I need to learn not to dwell on that stuff, and so do all of you. I find that a good way to stay positive is to look to the future rather than the past. No matter how far away your end goal is, you will make it.

A good exercise is to imagine yourself ten years in the future. What do you look like? What are you doing with life? Where are you living? Those kind of things. I'll start.

In ten years, I will have been on testosterone for eight or nine years. My voice has already dropped to capacity. Hopefully, I have a small Adam's Apple. My face has squared out a bit and my hairline has receded just a bit (I'm probably on something to stop my hair from receding too quickly). My hair is kind of long, about shoulder length, and shaved on the sides. I have some stubble, maybe the slightest bit of a beard. I have two lip piercings, a septum ring, and many tattoos. I've gotten more piercings in my ears. I wear clothes that don't swallow me whole. I've had top surgery, and the scars have been covered by a special tattoo that I've been envisioning for years and years (I'll show you guys when it actually happens).

My thighs have thinned out some. My hips don't seem so prominent. I'm saving money for my bottom surgery, which I will hopefully get before I turn thirty. Sometimes, I wear make-up just for fun, or paint my nails, but no matter what, I am still always gendered correctly. My legal name is listed as Macksimillion Liam Topinka. When I fill out paperwork, I check the 'M' instead of the 'F' under "sex." My passport displays my proper identity, so if I ever wanted to travel in stealth, I could.

I live somewhere up north, most likely Illinois or Connecticut. I'm in grad school. I've nearly completed my doctorate in clinical psychology. I'm working on my masters in gender studies. I live in an apartment that I don't struggle to afford, and I have two dogs that I love unconditionally.

I work for the FBI, and I'm working towards a position in profiling.
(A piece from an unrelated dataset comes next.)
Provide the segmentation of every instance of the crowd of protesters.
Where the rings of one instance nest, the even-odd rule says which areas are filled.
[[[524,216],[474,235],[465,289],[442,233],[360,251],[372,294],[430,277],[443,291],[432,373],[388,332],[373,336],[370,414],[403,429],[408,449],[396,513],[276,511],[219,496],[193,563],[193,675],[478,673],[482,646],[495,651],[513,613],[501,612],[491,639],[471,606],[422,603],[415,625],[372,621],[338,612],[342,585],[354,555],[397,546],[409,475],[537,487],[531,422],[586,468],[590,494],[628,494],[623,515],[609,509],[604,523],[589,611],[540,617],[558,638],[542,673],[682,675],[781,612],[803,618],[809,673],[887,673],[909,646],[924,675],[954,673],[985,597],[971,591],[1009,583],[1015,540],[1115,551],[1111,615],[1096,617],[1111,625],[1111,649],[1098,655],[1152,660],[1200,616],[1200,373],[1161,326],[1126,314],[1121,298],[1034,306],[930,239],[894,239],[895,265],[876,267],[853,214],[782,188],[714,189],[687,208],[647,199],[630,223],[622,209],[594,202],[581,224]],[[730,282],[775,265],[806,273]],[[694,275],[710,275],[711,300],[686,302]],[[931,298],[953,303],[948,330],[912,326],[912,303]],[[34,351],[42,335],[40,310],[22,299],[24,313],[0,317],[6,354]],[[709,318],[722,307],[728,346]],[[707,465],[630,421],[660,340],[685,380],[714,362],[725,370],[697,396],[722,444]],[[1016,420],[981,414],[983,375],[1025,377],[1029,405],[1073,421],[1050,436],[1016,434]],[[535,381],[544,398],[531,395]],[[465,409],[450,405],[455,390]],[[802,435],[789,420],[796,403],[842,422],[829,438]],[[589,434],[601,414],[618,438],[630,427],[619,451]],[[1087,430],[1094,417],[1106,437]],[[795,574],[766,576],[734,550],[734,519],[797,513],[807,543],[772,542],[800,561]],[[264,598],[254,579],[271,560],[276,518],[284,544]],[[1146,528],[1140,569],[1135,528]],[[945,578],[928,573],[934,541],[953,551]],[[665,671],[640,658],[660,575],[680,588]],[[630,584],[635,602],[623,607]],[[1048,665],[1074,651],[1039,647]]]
To cushion myself and gain some extra spending money, I make bracelets and chain accessories, and pick up a shift or two at the local bookstore or library.

My family has come around. They use the right name and pronouns, though they slip up sometimes. My friends and I have kept in touch, and still get together whenever we can. Each year, we attend the Philly Trans Health Conference together, and even hosted a panel last year.

After years of ASL classes, I have become fluent and often sign even with other hearing people in order to keep my skills fresh.

I can finally go to a beach shirtless without feeling super self conscious. I am happy. My depression is an old friend that I now have control over most of the time. I haven't had a panic attack in months, maybe even years.

I am content with where I am in life, and look forward to the years to come.

That's how I see myself in ten years. Thinking about my life like that makes me feel better about where I am now. It makes me feel like I will make it, even when I think I may not.

I think you guys should try to envision yourselves in ten years, or at least where you'd like to be in ten years. If you feel comfortable enough to share, please leave your future vision in the comments. I'd love to read about it.

I love you guys. You will make it. I know you will.